The action by the attorneys general takes the legal tack that Exxon Mobil, by deliberately concealing for at least three decades data uncovered by its own scientists that its products contributed to climate change, committed fraud upon its own stockholders. ExxonMobil responded by suing the attorney general’s office both in state and federal courts. Friday’s ruling dismisses the company’s case in Massachusetts, as was the federal case in New York.
The philosophical argument behind mounting this legal offensive is simple: fossil-fuel energy companies have made enormous profits from their products, but the climatic consequences have left cities, states and nations having to pay for the damage wrought by rising sea levels, reduced crop yields and any number of other primary, secondary and tertiary effects of increased greenhouse gases.
ExxonMobil has brought all of its influence to bear to protect itself: Not once, but twice over the past two years, the House Science Committee, chaired by Representative Lamar Smith — a vociferous climate change-denier representing a district in ExxonMobil’s home state of Texas — has attempted to subpoena records from the AGs.
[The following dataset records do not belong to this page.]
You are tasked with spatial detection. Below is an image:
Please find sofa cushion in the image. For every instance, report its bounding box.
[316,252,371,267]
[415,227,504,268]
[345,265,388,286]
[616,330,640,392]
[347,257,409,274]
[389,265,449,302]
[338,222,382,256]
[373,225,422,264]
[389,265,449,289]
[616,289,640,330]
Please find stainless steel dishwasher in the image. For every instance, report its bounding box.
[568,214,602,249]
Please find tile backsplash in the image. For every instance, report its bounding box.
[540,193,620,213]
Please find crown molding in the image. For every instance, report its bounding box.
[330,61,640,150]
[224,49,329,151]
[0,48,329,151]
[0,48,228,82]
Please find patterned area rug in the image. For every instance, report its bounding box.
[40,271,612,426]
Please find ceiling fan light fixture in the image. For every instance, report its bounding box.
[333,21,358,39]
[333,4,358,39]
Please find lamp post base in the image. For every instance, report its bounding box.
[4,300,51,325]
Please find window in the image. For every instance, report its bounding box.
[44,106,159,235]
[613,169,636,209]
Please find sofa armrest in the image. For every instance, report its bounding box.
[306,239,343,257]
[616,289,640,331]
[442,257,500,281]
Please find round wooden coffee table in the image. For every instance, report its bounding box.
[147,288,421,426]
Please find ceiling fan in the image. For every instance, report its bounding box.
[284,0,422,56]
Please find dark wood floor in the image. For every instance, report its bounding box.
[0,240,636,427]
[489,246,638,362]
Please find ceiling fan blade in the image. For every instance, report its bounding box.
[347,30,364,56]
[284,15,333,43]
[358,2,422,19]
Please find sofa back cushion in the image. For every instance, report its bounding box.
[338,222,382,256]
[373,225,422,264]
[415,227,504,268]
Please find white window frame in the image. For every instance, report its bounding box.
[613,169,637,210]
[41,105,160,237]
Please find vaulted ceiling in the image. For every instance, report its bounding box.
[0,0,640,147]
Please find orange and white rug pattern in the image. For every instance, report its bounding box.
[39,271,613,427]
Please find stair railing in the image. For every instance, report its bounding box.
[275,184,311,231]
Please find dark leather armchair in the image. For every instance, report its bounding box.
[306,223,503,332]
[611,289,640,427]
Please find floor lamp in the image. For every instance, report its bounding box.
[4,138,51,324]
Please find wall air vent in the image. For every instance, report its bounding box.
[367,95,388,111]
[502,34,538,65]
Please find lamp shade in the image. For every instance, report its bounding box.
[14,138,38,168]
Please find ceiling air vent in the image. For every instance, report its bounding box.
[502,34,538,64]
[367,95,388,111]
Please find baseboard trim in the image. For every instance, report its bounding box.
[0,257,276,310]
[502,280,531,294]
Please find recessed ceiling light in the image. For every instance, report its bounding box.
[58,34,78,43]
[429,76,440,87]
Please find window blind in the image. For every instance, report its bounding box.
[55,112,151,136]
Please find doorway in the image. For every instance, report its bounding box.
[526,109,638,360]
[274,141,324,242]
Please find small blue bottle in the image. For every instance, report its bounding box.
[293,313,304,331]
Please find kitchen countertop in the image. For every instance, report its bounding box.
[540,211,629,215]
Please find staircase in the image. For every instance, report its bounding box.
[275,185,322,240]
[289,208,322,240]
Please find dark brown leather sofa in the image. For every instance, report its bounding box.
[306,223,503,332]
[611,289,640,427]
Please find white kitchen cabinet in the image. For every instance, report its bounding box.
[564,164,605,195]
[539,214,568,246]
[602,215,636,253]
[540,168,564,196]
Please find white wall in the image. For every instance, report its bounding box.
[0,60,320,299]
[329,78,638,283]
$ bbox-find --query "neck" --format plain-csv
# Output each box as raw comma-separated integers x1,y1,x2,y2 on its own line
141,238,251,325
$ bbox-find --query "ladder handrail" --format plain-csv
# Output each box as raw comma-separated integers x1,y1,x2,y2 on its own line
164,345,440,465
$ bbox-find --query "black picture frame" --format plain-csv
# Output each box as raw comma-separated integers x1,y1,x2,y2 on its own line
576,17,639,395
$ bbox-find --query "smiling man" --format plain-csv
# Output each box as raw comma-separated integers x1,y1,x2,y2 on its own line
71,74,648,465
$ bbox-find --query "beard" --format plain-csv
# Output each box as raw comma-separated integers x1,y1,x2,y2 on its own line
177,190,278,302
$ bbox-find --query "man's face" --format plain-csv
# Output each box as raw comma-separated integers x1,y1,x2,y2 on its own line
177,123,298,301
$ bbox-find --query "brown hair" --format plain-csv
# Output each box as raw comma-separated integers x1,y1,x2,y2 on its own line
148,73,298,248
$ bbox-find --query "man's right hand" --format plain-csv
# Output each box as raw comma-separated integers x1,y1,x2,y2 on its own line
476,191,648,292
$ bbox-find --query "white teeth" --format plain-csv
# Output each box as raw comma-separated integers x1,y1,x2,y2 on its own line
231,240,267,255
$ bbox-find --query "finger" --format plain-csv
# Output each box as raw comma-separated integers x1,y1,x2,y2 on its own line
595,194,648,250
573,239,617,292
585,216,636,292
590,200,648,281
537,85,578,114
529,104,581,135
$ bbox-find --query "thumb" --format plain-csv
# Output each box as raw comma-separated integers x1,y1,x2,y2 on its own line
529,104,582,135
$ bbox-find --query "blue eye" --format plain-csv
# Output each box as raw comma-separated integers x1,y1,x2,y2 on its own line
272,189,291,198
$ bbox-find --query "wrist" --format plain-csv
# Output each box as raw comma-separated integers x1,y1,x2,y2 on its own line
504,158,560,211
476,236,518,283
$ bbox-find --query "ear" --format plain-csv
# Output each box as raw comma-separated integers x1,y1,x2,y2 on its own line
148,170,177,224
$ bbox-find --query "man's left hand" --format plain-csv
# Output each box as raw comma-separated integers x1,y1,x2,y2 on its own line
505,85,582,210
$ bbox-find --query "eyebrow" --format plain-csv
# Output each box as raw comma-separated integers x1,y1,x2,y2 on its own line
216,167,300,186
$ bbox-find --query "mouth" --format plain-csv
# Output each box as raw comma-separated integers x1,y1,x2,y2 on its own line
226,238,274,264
The subpoenas hide behind the First Amendment, claiming the attorneys general seek “to deprive companies, nonprofit organizations, scientists and scholars of their First Amendment rights.” However, as the ranking minority member of the panel, Democrat Eddie Bernice Johnson, also of Texas, said, “[The subpoenas] are symbolic of the majority’s anti-science agenda and their efforts to shield oil, gas and mining interests, such as ExxonMobil, from legitimate oversight and public accountability.” Both times, the subpoenas were ignored based on the assertion that Congress has no right to subpoena documents from the states.
The string of victories against ExxonMobil, however, should not be considered conclusive. In fact, the latest call by the SJC is only another step in a protracted war. Ms. Healey’s office has not yet heard from the corporation’s legal team, but considering the possible damages at stake, appeals are expected to be filed in both the U.S. Supreme Court (stemming from the Massachusetts SJC’s ruling) and in the Second Circuit Court of Appeals in New York City (contesting the federal court ruling).
Should the attorneys general eventually prevail, they will be able to proceed with discovery, which means sifting through corporate files to determine what ExxonMobil knew, whether there was deliberate intent to hide a danger from the public and/or whether it sought to maintain an advantage as it confronted competition from alternate sources, such as wind and solar. The corporation can be expected to argue that even if it knew that climate change was occurring it could not anticipate its impact, and that the AGs cannot put a price tag on that impact.
The attorneys general show no sign of relenting in their offensive. While a legal outcome is far from certain, their determination should send a message to ExxonMobil and others that in the future, not only will they will have to pay attention to their bottom lines, but also to their behavior as corporate citizens.